Annisa tampak ragu untuk mengangkatnya.
"Angkat nggak ya, kalau nggak angkat. Nanti ibu marah terus ngerasa aku ini anak durhaka. Tapi kalau di angkat, Annisa khawatir ada hal penting yang nantinya malah buat Annisa jadi susah sendiri. Dia beneran nggak mau kalau ibu nya meminta sesuatu lagi."
Ia benar-benar dibuat pusing sama masalah yang lagi dia hadapi. Ia menghela napas kasar dan menggeleng kecil.
"Tapi ... nanti aku mau pergi sama yang lain. Jadi, kayaknya aku nggak boleh ganggu acara nanti sama teleponan dari ibu deh. Iya ... kayaknya emang aku harus angkat."
Annisa berdoa dalam hati, berharap ibunya hanya bertanya kabar pada dirinya dan nggak ada lagi urusan sama uang.
"Assalamu'alaikum bu."
/Kamu sengaja ya, angkatnya lama! kamu enak di sana tapi buat angkat telepon ibu aja susah! dasar anak durhaka! gak tau diuntung kamu!/
Annisa memejamkan mata. Selalu saja begini. Ibunya selalu mengatakan yang dia mau tanpa memikirkan perasaan dia sama sekali.
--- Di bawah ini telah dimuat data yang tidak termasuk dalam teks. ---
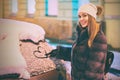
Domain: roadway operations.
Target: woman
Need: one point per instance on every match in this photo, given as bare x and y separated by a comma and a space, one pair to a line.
90, 48
89, 51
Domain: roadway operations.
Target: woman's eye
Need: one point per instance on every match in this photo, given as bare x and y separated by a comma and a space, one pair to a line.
84, 15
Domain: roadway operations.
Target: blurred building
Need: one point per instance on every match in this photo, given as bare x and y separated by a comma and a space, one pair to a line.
59, 17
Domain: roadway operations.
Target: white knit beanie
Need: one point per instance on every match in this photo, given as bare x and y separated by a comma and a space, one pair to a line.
89, 8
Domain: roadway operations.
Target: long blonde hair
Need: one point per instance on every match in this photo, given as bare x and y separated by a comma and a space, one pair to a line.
93, 26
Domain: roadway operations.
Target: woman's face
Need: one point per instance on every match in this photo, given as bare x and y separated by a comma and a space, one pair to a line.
83, 19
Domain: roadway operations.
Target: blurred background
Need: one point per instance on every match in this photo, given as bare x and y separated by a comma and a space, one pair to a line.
59, 17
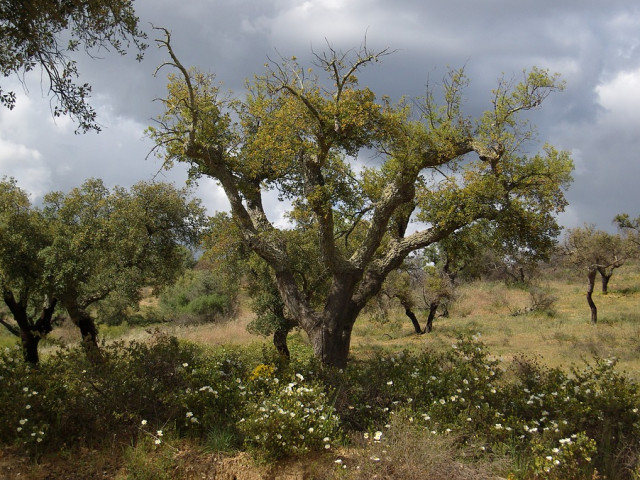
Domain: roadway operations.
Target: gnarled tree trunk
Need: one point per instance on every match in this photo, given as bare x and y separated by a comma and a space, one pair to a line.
30, 332
88, 330
592, 305
433, 307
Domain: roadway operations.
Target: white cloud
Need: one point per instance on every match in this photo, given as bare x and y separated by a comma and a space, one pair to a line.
26, 166
621, 96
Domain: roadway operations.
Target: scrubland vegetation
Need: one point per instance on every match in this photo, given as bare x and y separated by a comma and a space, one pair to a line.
497, 390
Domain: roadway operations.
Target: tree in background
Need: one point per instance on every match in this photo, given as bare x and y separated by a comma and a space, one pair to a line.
115, 242
227, 253
631, 228
44, 33
595, 251
300, 136
25, 289
419, 285
87, 246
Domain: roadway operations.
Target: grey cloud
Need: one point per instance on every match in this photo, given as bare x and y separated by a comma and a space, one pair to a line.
588, 41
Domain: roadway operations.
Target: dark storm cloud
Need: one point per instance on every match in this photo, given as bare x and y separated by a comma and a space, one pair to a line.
591, 42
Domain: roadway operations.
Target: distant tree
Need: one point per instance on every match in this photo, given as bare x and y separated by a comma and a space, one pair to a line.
116, 242
43, 33
595, 251
419, 286
25, 290
299, 136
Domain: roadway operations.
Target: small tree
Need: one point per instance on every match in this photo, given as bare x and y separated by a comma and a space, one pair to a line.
108, 243
44, 33
631, 228
25, 290
595, 251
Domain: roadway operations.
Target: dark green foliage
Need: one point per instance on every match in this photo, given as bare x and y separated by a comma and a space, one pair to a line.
551, 423
44, 33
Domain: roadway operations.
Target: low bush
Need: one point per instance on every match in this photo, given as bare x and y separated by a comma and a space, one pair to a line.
548, 422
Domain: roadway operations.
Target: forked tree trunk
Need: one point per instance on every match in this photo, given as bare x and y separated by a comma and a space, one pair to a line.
605, 282
88, 330
331, 345
30, 340
31, 332
592, 305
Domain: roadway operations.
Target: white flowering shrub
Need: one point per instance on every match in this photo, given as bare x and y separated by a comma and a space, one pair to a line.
572, 458
291, 417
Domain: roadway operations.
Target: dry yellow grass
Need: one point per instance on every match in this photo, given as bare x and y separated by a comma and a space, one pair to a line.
559, 340
487, 308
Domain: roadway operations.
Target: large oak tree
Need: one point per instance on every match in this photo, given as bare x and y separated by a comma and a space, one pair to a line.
305, 138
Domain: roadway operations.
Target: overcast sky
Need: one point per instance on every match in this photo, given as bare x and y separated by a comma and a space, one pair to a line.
594, 44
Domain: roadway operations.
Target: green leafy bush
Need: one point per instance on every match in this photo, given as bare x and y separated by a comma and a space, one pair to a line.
199, 295
573, 423
288, 417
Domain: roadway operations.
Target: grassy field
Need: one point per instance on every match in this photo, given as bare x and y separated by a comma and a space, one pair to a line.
559, 336
491, 309
562, 338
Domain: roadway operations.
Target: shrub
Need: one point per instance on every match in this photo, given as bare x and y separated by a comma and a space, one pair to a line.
199, 295
288, 417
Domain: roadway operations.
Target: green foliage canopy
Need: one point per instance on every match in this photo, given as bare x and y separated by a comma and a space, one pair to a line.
301, 136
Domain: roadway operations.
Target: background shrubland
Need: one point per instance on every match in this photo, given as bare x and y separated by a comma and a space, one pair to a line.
530, 394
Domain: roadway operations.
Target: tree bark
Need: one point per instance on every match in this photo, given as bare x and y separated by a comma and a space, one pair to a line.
331, 342
605, 281
433, 307
414, 320
30, 341
280, 341
592, 305
30, 332
88, 329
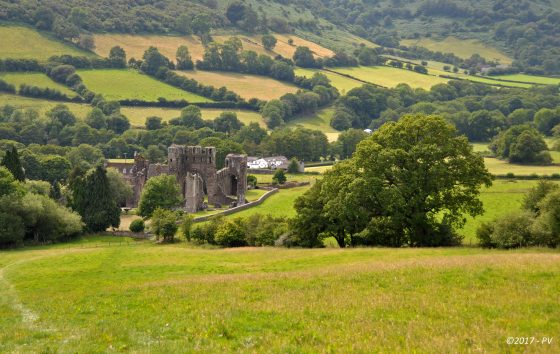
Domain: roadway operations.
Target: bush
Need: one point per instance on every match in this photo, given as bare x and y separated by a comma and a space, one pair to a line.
137, 225
231, 234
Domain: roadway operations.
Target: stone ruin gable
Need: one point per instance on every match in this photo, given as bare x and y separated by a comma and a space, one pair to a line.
137, 178
194, 194
232, 179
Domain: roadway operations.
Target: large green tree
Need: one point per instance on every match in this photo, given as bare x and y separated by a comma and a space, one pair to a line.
159, 192
410, 183
12, 162
95, 200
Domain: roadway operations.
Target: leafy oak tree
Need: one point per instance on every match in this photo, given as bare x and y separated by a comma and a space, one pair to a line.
410, 183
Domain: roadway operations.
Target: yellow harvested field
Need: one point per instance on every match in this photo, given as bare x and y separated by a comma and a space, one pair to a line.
390, 77
136, 45
245, 85
463, 48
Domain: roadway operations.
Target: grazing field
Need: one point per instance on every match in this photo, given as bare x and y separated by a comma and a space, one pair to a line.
502, 198
105, 294
321, 120
136, 45
36, 79
245, 85
530, 79
41, 105
18, 42
391, 77
116, 84
342, 83
138, 115
501, 167
463, 48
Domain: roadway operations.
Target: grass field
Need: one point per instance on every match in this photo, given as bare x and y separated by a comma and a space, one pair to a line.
42, 106
342, 83
97, 296
123, 84
463, 48
391, 77
20, 42
247, 86
531, 79
501, 167
318, 121
35, 79
136, 45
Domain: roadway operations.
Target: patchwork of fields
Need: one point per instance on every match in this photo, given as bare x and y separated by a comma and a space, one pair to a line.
116, 84
20, 42
245, 85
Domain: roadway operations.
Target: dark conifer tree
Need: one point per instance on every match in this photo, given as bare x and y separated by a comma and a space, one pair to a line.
12, 162
94, 201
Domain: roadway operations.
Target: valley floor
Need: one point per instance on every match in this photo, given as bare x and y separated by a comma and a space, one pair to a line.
102, 294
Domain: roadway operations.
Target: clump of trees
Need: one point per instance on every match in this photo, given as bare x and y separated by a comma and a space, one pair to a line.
537, 224
408, 184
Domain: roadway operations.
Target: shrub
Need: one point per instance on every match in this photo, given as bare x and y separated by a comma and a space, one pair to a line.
137, 225
230, 234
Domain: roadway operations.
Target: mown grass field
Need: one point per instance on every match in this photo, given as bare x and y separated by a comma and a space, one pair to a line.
391, 77
342, 83
245, 85
99, 296
138, 115
321, 120
136, 45
35, 79
116, 84
463, 48
531, 79
42, 106
20, 42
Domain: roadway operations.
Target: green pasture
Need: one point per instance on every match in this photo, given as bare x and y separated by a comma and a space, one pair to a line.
320, 120
390, 77
116, 84
19, 42
463, 48
42, 105
35, 79
342, 83
107, 294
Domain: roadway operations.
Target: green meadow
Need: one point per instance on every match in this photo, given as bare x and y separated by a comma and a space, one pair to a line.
19, 42
35, 79
390, 77
103, 294
116, 84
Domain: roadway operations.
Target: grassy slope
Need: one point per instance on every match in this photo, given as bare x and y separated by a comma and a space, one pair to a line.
531, 79
42, 106
318, 121
35, 79
391, 77
26, 43
99, 296
463, 48
138, 115
342, 83
247, 86
116, 84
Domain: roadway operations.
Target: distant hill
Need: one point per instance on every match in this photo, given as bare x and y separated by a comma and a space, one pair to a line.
527, 31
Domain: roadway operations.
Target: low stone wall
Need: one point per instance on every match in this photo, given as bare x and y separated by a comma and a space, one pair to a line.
239, 208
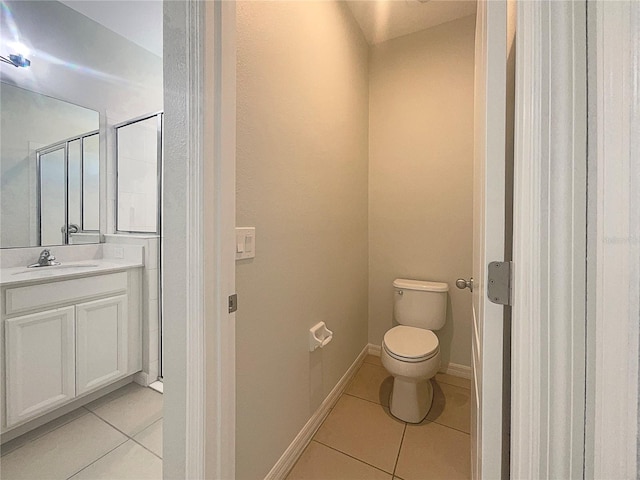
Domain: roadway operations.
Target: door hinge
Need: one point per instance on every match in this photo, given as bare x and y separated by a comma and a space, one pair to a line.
499, 283
233, 302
"Bu .. maaf ini mah, tapi aku tadi ada kerjaan," dusta Annisa. "HP nya aku tinggal di kamar. Jadi, aku nggak denger sama sekali. Udah lah ... jadi ibu ada apa nelepon aku? ibu butuh sesuatu?" tebak Annisa dan ibunya di seberang sana langsung tertawa.
"Kamu memang selalu tahu apa yang ibu lagi butuhin. Jadi gini nak ... kamu kan udah jadi orang kaya dan ibu jadi dapet bulanan yang lumayan gede tiap bulannya. Tapi sekarang ibu lagi butuh sesuatu. Kamu mau kan bayarin nya?"
"Bu ... yang kaya kan suami aku. Jadi, aku nggak bisa setujuin permintaan ibu sama sekali. Maaf ya bu. Tapi ini beneran nggak bisa banget."
"Dih ... dasar pelit banget! uang suami kamu tuh ya uang kamu juga. Jadi, nggak ada alasan kalau kamu nolak apa yang ibu mau. Awas aja kalau sampai nolak! ibu ceritain ke semua orang tentang penyimpangan kakak kamu!"
"IBU!"
Annisa berusaha meredakan emosinya yang menggebu. Dia beneran sangat benci di saat ibunya selalu saja ngomong kalau penyimpangan yang terjadi di kakaknya akan di cerita kan. Karena ibunya sangat tahu, kalau Annisa berusaha untuk menyembunyikan masalah ini.
Bukan apa ...
Tapi, kalian tahu kan omongan para tetangga? Sampai detik ini terkadang Annisa ingin kakaknya bisa kembali seperti dulu. Bahkan kalau nanti mereka bertemu, ingin rasanya Annisa mengajak kakaknya untuk kembali ke jalan yang benar.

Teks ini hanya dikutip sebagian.